La vecchina del presepio di Gianni Rodari: prima parte

Non c’è età per entrare nello spirito del Natale. Doveva esserne convinto Gianni Rodari che, infatti ha scritto questa bella favola legata al periodo che fa sognare tutti e che noi, per comodità, dividiamo in due parti. Ecco la vecchina del presepio:

La vecchina abitava da anni (duecento? trecento?) sulla montagna più alta del presepio. Il presepio era quello che sta a Roma, presso la chiesa dei Santi Cosma e Damiano, tra le rovine dei Fori Imperiali ed è uno dei più belli del mondo, con montagne, burroni, castelli, villaggi, palazzi, ponti, ovili, osterie, negozi, e migliaia di finestre aperte e dentro si vede la gente vivere. Ma la gente vive per lo più nelle strade, come a Napoli: centinaia e centinaia di figurine che vivono, comprano e vendono pesci, prosciutti, fichi secchi, castagne, caciotte. E scale, scalette, scalinatelle: tutto un labirinto festoso su cui scendono gli angeli a grappoli dal soffitto, e un lungo corteo di mori, cammelli, cavalli accompagna i Re Magi, e bambini accorrono incuriositi, ragazze ballano la tarantella per far onore agli ospiti, si mesce il vino, si drizzano tende ricche come regge.

Sulla collina più alta, nella casa più povera del villaggio, abitava la vecchina, e anche lei, la notte di Natale, si annodò in testa il fazzoletto più bello, preparò un fagottello di pomodori seccati al sole da portare in dono, e si incamminò a piccoli vecchi passi giù per un sentiero ripido, rotto ogni tanto da un mazzetto di gradini.

Piano, piano, andava più piano di tutti. Ben presto la superò un gruppo di giovani e in mezzo a loro ce n’era uno che suonava la fisarmonica.

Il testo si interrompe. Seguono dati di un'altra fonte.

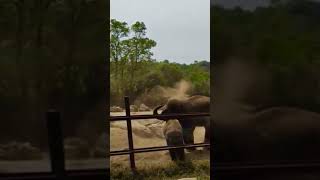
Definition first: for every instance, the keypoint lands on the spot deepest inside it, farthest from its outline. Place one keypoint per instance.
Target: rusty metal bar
(129, 128)
(56, 143)
(152, 149)
(137, 117)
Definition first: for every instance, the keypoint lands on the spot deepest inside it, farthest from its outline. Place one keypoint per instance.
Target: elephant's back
(198, 104)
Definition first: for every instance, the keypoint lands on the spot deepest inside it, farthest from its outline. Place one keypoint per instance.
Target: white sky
(181, 28)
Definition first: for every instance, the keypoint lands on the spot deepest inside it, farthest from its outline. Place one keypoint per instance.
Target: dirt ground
(147, 133)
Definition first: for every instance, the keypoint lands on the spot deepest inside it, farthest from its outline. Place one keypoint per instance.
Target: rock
(76, 148)
(116, 109)
(19, 151)
(143, 107)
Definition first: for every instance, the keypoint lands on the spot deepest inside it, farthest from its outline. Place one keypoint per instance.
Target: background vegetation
(52, 55)
(133, 71)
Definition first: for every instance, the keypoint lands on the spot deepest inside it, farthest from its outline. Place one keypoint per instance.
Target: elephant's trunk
(155, 111)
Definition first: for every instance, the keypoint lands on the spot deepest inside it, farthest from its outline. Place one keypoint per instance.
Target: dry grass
(199, 169)
(154, 165)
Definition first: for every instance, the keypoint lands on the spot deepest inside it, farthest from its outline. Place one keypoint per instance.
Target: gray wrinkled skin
(193, 104)
(172, 131)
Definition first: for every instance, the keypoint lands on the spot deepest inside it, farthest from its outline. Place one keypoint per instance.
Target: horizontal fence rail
(131, 150)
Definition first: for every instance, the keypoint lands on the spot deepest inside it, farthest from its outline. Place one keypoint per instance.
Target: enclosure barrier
(132, 151)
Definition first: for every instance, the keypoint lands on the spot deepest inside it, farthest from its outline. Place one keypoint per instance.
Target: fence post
(129, 128)
(56, 143)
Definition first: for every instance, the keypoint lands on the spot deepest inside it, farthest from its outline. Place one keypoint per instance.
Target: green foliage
(51, 56)
(134, 72)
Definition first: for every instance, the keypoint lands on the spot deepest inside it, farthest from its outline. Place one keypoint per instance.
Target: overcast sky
(245, 4)
(181, 28)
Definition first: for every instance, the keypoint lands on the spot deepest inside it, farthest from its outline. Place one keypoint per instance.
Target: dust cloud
(161, 94)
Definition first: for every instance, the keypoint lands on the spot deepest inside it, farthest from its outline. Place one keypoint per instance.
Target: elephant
(172, 131)
(193, 104)
(252, 124)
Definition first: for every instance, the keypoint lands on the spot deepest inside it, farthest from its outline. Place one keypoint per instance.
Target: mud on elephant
(193, 104)
(172, 131)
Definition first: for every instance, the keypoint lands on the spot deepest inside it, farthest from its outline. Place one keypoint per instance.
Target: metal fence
(132, 151)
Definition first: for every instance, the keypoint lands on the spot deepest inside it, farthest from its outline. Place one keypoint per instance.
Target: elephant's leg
(180, 154)
(172, 154)
(188, 137)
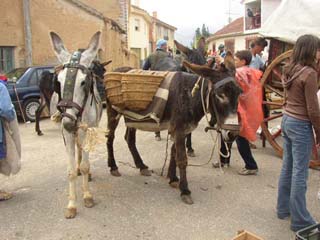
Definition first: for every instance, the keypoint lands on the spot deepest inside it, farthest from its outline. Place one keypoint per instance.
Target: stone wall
(74, 24)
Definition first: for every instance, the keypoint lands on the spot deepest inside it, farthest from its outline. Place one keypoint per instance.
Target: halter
(214, 87)
(68, 91)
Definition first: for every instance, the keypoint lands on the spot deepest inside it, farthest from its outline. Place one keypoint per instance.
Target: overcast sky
(187, 15)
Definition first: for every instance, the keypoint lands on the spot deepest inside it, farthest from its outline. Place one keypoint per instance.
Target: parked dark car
(23, 86)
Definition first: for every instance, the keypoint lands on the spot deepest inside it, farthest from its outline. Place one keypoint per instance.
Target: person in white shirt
(257, 46)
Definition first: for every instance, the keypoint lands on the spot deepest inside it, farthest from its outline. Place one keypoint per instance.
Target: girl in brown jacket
(301, 113)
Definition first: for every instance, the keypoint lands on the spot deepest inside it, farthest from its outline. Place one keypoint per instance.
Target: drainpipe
(27, 29)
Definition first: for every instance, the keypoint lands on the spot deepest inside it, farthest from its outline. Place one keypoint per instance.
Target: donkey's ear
(61, 52)
(229, 62)
(182, 48)
(202, 70)
(90, 53)
(106, 63)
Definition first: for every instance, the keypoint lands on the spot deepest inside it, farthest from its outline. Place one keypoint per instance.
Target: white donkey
(81, 108)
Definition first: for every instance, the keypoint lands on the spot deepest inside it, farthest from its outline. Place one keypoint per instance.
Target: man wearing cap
(221, 52)
(155, 57)
(7, 113)
(152, 60)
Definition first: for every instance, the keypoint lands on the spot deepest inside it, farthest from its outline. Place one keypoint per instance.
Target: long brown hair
(304, 52)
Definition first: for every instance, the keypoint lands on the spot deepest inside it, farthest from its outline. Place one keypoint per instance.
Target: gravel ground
(137, 207)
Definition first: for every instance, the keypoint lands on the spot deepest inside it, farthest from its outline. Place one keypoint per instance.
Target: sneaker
(5, 195)
(252, 145)
(191, 153)
(245, 171)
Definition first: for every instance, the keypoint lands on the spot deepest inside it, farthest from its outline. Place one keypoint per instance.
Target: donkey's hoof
(115, 173)
(191, 153)
(174, 184)
(186, 199)
(70, 213)
(145, 172)
(89, 177)
(88, 202)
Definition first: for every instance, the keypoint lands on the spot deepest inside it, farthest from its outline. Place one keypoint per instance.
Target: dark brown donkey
(182, 115)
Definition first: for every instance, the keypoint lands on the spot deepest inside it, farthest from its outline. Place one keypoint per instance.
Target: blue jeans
(297, 146)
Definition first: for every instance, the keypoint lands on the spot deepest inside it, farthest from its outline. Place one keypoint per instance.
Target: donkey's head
(223, 93)
(193, 55)
(75, 79)
(169, 64)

-Coraggio, nonnetta- la salutarono.

-Non è il coraggio che manca,- rispose, fermandosi a guardarli. –Andate, andate, belli di mamma vostra.-

Ma quelli erano già arrivati in fondo alla valle, come un’allegra valanga. Un vecchio che fumava la pipa sotto il portico di casa la chiamò:

-Ce la farete ancora? E’ lunga la strada.-

-Ce la farò, ce la farò. Sarò l’ultima, ma alla mia età non è vergogna.-

La vecchina sospirò ma seguitò a camminare. Non aveva tempo da perdere. E giù, e giù per sentieri e scale, e su, e su per scale e sentieri. Doveva passare ancora due montagne prima di giungere alla pianura. Poi bisognava attraversare la pianura e ricominciare a salire per un bel tratto, dentro e fuori dai paesi aggrappati alla strada.

Ora c’era sempre più gente, per i sentieri, e dalle case ne usciva dell’altra. Donne dai balconi gridavano: -Aspettatemi!-

Dalle finestre aperte la vita delle case si rovesciava fuori con luci, suoni e colori. La vecchina vide una ragazza che toglieva dal baule uno scialle prezioso.

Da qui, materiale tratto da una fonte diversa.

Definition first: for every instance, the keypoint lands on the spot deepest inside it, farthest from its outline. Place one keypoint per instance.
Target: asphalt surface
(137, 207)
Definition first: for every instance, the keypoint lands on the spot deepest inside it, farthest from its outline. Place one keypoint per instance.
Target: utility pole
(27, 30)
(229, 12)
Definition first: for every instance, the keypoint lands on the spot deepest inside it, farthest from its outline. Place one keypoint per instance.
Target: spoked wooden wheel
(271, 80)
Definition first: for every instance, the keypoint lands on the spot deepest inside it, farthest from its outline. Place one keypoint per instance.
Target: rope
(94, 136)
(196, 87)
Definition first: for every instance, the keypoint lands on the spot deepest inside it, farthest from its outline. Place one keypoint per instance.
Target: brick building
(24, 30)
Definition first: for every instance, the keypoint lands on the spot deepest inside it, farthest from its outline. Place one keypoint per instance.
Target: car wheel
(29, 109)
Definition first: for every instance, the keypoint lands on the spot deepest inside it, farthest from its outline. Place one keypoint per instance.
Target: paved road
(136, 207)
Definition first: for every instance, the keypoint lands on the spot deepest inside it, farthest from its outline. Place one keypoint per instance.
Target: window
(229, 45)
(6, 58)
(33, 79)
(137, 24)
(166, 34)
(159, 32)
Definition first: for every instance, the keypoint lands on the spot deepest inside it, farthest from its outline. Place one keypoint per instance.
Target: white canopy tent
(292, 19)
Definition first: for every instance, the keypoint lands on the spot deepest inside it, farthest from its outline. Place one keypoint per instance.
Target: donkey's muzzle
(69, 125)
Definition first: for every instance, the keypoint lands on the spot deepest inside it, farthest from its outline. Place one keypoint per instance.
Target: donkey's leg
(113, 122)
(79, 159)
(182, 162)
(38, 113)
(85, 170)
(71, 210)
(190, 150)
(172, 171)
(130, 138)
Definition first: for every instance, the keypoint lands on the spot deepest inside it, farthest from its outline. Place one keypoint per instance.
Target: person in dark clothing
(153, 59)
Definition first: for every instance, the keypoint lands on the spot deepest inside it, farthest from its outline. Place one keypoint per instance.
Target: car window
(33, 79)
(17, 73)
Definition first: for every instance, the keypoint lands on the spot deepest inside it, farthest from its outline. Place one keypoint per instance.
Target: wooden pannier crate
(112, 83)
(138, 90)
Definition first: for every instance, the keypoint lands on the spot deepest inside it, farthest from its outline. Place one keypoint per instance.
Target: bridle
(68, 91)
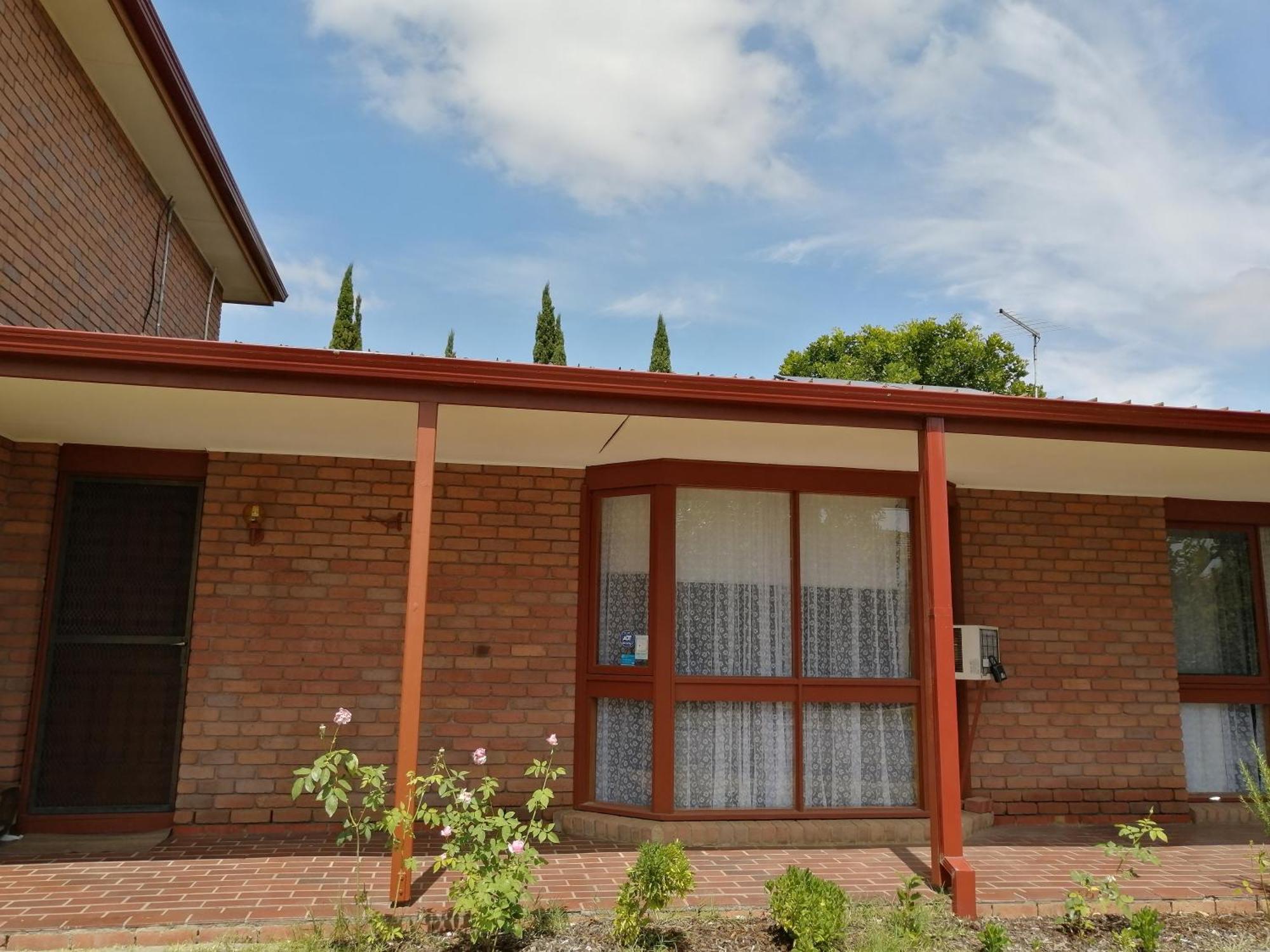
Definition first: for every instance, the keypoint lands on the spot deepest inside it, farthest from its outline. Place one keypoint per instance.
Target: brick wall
(1088, 725)
(311, 620)
(78, 208)
(29, 484)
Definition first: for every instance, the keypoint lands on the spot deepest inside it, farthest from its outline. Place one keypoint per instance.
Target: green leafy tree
(346, 333)
(558, 356)
(661, 360)
(548, 329)
(940, 354)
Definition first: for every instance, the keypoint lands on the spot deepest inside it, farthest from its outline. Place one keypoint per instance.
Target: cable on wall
(164, 216)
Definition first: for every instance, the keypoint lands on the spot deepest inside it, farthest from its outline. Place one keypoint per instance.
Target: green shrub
(994, 939)
(812, 911)
(1255, 798)
(910, 917)
(660, 875)
(1146, 927)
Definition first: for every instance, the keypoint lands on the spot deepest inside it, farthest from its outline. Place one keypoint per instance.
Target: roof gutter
(145, 361)
(150, 40)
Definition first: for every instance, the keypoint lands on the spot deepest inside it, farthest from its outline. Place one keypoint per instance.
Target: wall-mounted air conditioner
(977, 653)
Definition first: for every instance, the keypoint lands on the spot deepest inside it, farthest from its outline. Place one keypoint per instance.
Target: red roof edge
(145, 29)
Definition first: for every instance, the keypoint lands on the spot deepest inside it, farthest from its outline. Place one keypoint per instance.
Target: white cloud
(1059, 159)
(609, 102)
(681, 305)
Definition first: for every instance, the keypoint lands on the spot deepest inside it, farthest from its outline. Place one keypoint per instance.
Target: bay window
(1219, 590)
(747, 642)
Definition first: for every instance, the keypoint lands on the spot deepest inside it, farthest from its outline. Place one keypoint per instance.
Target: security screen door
(115, 666)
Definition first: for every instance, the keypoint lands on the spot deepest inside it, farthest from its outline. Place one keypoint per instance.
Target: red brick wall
(29, 484)
(311, 620)
(78, 208)
(1088, 727)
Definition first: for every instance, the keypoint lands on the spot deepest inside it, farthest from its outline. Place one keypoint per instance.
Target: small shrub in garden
(491, 849)
(1257, 798)
(994, 939)
(910, 916)
(1104, 894)
(812, 911)
(1146, 927)
(660, 875)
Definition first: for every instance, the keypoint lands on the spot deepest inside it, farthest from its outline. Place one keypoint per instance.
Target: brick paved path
(199, 883)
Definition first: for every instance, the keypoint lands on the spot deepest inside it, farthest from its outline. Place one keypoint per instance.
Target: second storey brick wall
(1088, 727)
(78, 208)
(29, 487)
(311, 620)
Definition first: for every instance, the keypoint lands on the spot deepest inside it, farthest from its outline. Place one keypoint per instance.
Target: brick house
(733, 600)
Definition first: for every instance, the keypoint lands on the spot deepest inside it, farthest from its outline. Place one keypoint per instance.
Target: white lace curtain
(732, 583)
(859, 756)
(624, 553)
(1216, 738)
(624, 751)
(855, 567)
(733, 755)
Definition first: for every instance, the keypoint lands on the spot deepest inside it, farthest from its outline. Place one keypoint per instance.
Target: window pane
(732, 583)
(1215, 623)
(733, 755)
(854, 569)
(623, 616)
(1216, 738)
(624, 752)
(859, 756)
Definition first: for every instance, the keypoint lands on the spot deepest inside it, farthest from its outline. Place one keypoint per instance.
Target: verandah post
(412, 652)
(949, 868)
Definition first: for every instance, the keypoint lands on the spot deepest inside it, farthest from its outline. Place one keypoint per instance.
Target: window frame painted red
(660, 479)
(1229, 689)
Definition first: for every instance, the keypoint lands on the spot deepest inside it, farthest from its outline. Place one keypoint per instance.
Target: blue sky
(760, 172)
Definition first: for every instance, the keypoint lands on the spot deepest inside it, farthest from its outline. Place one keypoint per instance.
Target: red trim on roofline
(145, 30)
(120, 359)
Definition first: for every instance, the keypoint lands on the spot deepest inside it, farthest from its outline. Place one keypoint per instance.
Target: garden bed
(872, 929)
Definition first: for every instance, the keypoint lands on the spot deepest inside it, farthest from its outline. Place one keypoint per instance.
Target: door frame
(126, 465)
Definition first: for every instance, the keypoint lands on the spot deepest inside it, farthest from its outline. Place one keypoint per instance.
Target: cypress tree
(548, 329)
(661, 359)
(558, 346)
(346, 333)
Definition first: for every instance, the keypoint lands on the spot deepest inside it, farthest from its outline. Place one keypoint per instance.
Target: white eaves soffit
(1108, 469)
(35, 411)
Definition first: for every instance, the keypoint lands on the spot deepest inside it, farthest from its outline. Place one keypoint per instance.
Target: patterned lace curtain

-Ecco,- mormorò con un pochino d’invidia, -lo scialle della dote. Io non porto che questi pomodori seccati. Com’è triste esser poveri, qualche volta, quando non si possono fare bei regali.-

Passò accanto a una casupola delle più meschine. Fuori dell’uscio una donna lavava dei panni in un mastello.

-Che fate?- borbottò la vecchina. –Il bucato la notte di Natale?-

La donna alzò gli occhi dal suo lavoro. Erano rossi e gonfi.

-Mio marito è malato, bisogna che guadagni io qualcosa.-

-Non sentite che i vostri bambini piangono?-

-Li sento sì. Vogliono andare con gli altri alla grotta. Ma io non ho tempo di vestirli, ecco perché piangono.-

-Siete proprio come un pulcino nella stoppa, non sapete cavarvela,- borbottò la vecchina.